Ей показалось, что в груди у нее образовался громадный пульсирующий шар, из которого тысячи липких горячих щупалец тянулись наружу, залепляли горло, сковывали мышцы. Она успела подумать, что, не сиди она на стуле, у нее бы подогнулись колени. Внезапно к горлу подкатилась тошнота, и вдруг подумалось бесшабашно: «Сейчас меня просто вырвет прямо посреди их чертова заведения». «Все напрасно, — стучало у нее в голове, — все напрасно», — и тут в искривленном боку графина она увидела сама себя, но не в сидящей, а протискивающейся между сидящими, пробирающейся к проходу, не в этом погребе, а огромном, ярком, жарком зале, и ей казалось, что только что слетевшие с губ профессора Марине слова еще звенят в воздухе: «Премия «Золотой венец»…молодая поэтесса… удивительного таланта… Олла Жене!!»

Она шла по проходу, смущенная, и пыталась совладать с собой, боясь расплакаться от нахлынувшего счастья. И потом, проигрывая в памяти этот вечер, она понимала, что не помнит ничегошеньки, кроме этого вот прохода, выпало начисто все, что было до того момента, как она очутилась опять на своем месте со статуэткой в руках, и ее сосед справа говорил ей что-то возбужденно и почтительно, слова не доходили до нее, Олла смотрела на его подскакивающую бороду, и ей было почему-то немного жалко соседа и ужасно смешно.

Через три дня они с Робби перебрались в маленький дом на побережье, очень близко к воде, метров сто. На остатки премии была куплена подержанная мебель, ключи от снимаемой ими ненавистной, низкой и холодной квартиры были гордо кинуты в лицо скандалисту — хозяину.

Через три дня дом разбомбили, через два часа после этого Роберт сел в поезд с другими пятьюстами шестьюдесятью запасниками, за 49 часов до того началась война. Олла перебралась в центр города, к подруге, деньги начали обесцениваться с головокружительной быстротой, и через неделю после получения премии Олла вспоминала о том вечере, как о странном, неясно откуда взявшемся сне. Стихи казались нелепым порождением сытости, журналы закрывались один за другим. В один из вечеров пришел Макс Шарабин, пьяный и голодный, сказал, что в редакцию ввалились с автоматами и конфисковали все- компьютеры, столы, лампы, приказали очистить помещение к завтрашнему дню, в здании будет расположен госпиталь. Олла смотрела на Шарабина и не узнавала холеного, сытого редактора «Чистого листа», ядовитого и умного критика. Макс вдруг перегнулся через стол и начал говорить, что на пустыре за консервным заводом растет картошка, туда сваливали отбросы, клубни проросли, только идти надо ночью, чтобы не привлекать внимания, этого пока никто не знает, он обнаружил это сам, надо воспользоваться. Правда, говорил он, ночью ходят патрули, но пусть Олла не боится, у него журналистский пропуск, он еще действителен. Олла слушала его и холодела, и ей казалось, будто это страшный сон или нелепый розыгрыш, и вдруг Олла четко представила себе, что это не Макс, а Робби, с налитыми кровью глазами и бессвязной речью, сидит против нее, и она закричала, совершенно неожиданно для себя самой, как бы слыша свой крик со стороны. Редактор тут же замолк. Он посмотрел на Оллу, она на него, в тишине жужжала соседская керосинка — газ отключили.

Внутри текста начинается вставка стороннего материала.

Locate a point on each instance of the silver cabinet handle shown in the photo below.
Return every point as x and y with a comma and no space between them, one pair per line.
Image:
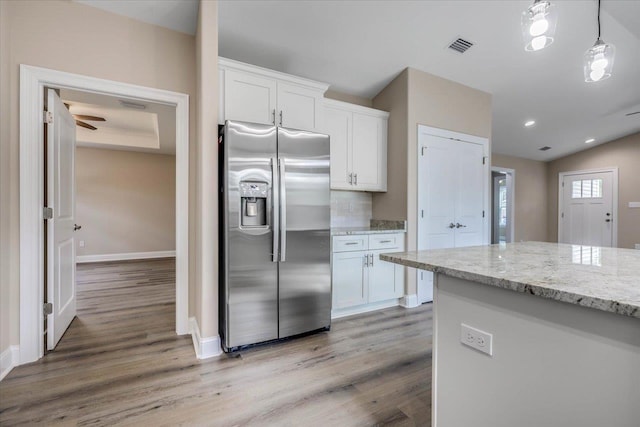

— Простите, Олла, я не хотел Вас пугать, — вдруг сказал Макс совершенно спокойным голосом и усмехнулся краем рта, как усмехался всегда — за эту усмешечку критика за глаза называли «Калигулой». Он раскланялся вежливо и спокойно, посетовал на суматоху, извинился, что задерживает гонорар — время такое, что вообще еще будет с журналом? — и ушел, но домой не пошел, а пошел на черный рынок, купил пистолет и застрелился, не cходя с места. На похороны Олла не пошла — была ее смена (подруга устроила в новый госпиталь санитаркой, в туалете вместо бумаги лежал стопками последний выпуск «Чистого листа», не успевший разойтись по киоскам до начала войны).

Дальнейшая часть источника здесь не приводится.